Он бывал у самых знаменитых куртизанок, и квартал Понте дрожал от их бесчинств. Ему нравились куртизанки: они могли сравниться с ним по опыту; любил он также и совсем молоденьких девушек, и самым излюбленным его развлечением было соблазнение невест накануне их свадьбы. Джованни знал свою слабость: из него никогда не получится по-настоящему храбрый воин, и он понимал, что Чезаре приметил в нем эту тайную трусость. Эта слабость радовала Чезаре, потому что она как бы компенсировала нанесенную ему несправедливость: ведь Джованни должен стать воином, а он, до безрассудства храбрый Чезаре, – священником.

Джованни старался скрыть свою трусость, а разве не лучшим прикрытием была намеренная жестокость по отношению к тем, кто не мог ему ответить тем же? Кто смел пожаловаться на сына Папы, если он перед самой свадьбой лишит невинности какую-нибудь девицу? Подобные приключения тешили его самолюбие – он казался себе настоящим храбрецом, и создавали ему славу настоящего жуира.

И был один человек, общество которого доставляло Джованни наибольшее удовольствие, – турецкий принц, которого Александр удерживал в Ватикане заложником. Джем был юношей ослепительной красоты, его восточные манеры и живописные наряды весьма забавляли Джованни, к тому же он был по-восточному хитер, изворотлив и – это особенно Джованни нравилось – жесток.

Их часто видели вместе. Джованни тоже наряжался по-турецки, и они с Джемом составляли живописную пару: золотоволосый Джованни великолепно смотрелся на фоне темноволосого и черноглазого Джема.

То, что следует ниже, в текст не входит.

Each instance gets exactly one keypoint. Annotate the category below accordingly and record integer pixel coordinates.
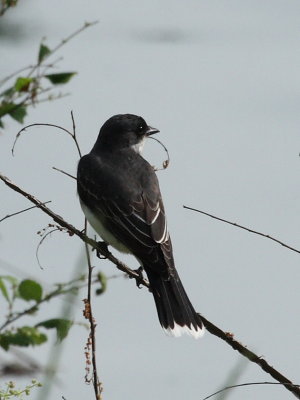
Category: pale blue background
(220, 79)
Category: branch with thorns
(213, 329)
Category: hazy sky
(220, 79)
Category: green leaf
(44, 51)
(19, 113)
(30, 290)
(103, 281)
(6, 108)
(8, 92)
(4, 289)
(62, 326)
(22, 84)
(61, 78)
(24, 337)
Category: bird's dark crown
(123, 130)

Они сопровождали Александра, когда тот со своей свитой посещал церкви, и римляне с удивлением разглядывали двух молодых людей, одетых с вызывающей восточной роскошью, в одинаковых тюрбанах.

Римлянам не нравилось, что в процессиях участвует неверный, но Джованни не желал расставаться с приятелем, а турок лишь улыбался, завидев перепуганные лица людей, и все понимали, что эта улыбка ничего не значит, что под нею скрывается страшное, варварское нутро. Л затем люди пере водили взгляды на красивого герцога Гандийского, который острым взором выхватывал в толпе хорошеньких женщин, показывал на них Джему, а тот уже планировал их ночные приключения.